Pro-Fred & Anti-Huck:

As regular VC readers know, I am one of several conspirators who is supporting Fred Thompson's campaign for President. I cannot speak for the others, but my reasons for supporting Thompson include his commitment to federalism, his candor on important issues other candidates would prefer to avoid (e.g. entitlements), and his record on regulatory reform and government oversight over the past thirty years. For National Review's pentultimate issue (the one before they endorsed Mitt Romney), I authored an article making the conservative case for Thompson. For those without subscriptions to the print magazine, here is an excerpt:

Sen. Fred Thompson may be a professional actor, but it's hard to find a more authentic conservative candidate in this campaign. He has been a consistent champion of fiscal discipline, national security, and government reform, among other issues important to the Right. As National Review recently editorialized, "Thompson has set a standard for specificity, conservatism, and soundness" yet to be matched by any other candidate. More than anyone else, he advocates a conservatism of the head that should appeal to conservative hearts. If the Republican nomination should go to the most principled and consistent conservative in the race, there should be little question that Fred Thompson is the man to nominate.

Some worry Thompson doesn't want the presidency badly enough.

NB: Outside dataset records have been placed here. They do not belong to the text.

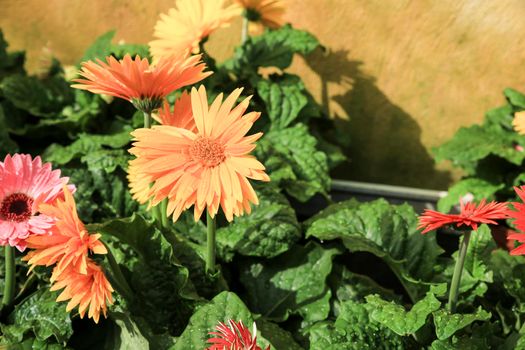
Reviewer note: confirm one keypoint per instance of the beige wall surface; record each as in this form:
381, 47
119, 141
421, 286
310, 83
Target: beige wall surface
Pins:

In an era when politicians plan their political moves years, if not decades, in advance, Thompson is almost an accidental candidate: someone willing to run if the people want him on his terms. This may be his greatest liability — but it should also be an asset in wooing conservatives to his cause.

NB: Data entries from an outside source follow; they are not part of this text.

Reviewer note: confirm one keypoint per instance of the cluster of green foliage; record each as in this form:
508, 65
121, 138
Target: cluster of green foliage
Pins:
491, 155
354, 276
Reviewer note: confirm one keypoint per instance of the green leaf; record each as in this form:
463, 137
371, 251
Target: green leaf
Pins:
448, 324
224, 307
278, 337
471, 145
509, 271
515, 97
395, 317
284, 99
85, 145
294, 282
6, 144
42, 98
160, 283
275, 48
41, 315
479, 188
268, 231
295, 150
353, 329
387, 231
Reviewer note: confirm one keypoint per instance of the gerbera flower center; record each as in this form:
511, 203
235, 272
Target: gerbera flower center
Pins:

Thompson, after all, is not running a campaign of simple slogans or pandering platitudes. He is willing to take positions that risk offending potential constituencies. Witness his attack on the gluttonous farm bill and opposition to some business-favored federal tort reforms. He may have been unprepared to answer a media question about the "Jena 6," but he can discuss the crisis in Pakistan, the threat of nuclear proliferation, regulatory bloat, or the future of entitlements with a level of nuance and detail that comes only from genuine intellectual engagement. If Republicans are looking for an "anti-Hillary" — a reluctant candidate with a commitment to limited government who will bring honor and integrity to the White House — it would be hard to do better than Fred.

In addition to supporting Thompson, I share Ilya's aversion to Mike Huckabee, and his brand of know-nothing, big government populism. In my view, there is nothing conservative (and certainly nothing remotely libertarian) about Huckabee's agenda. Hence, I declared myself both "Pro-Fred and Anti-Huck."

There are many things I don't like about Huck, ranging from his economic illiteracy and protectionist impulses to his embrace of creationism and nanny-state mentality. As Kimberly Strassel noted in the WSJ, Huckabee sounds good, but the substance is often lacking — and what substance there is provides little comfort.

Over on NRO's The Corner, I have blogged a bit about Huckabee's call to quarantine AIDS victims in 1992. (See also here and here.) Questioned about this statement in the past week, the Huckabee campaign has dissembled (as I noted here), denying he called for a quarantine and pretending as if this was not an irresponsible policy position in 1992. Huck himself took the same tack when asked about the issue on Fox News Sunday, denying the clear import of his prior statement, and suggesting his position was correct, although he would "say it a little differently today." I'm sorry but that's not good enough. If Huckabee cannot acknowledge that his call to "isolate" those who were HIV-positive in 1992 was grossly irresponsible, it is just one more reason he should not be the next President of the United States.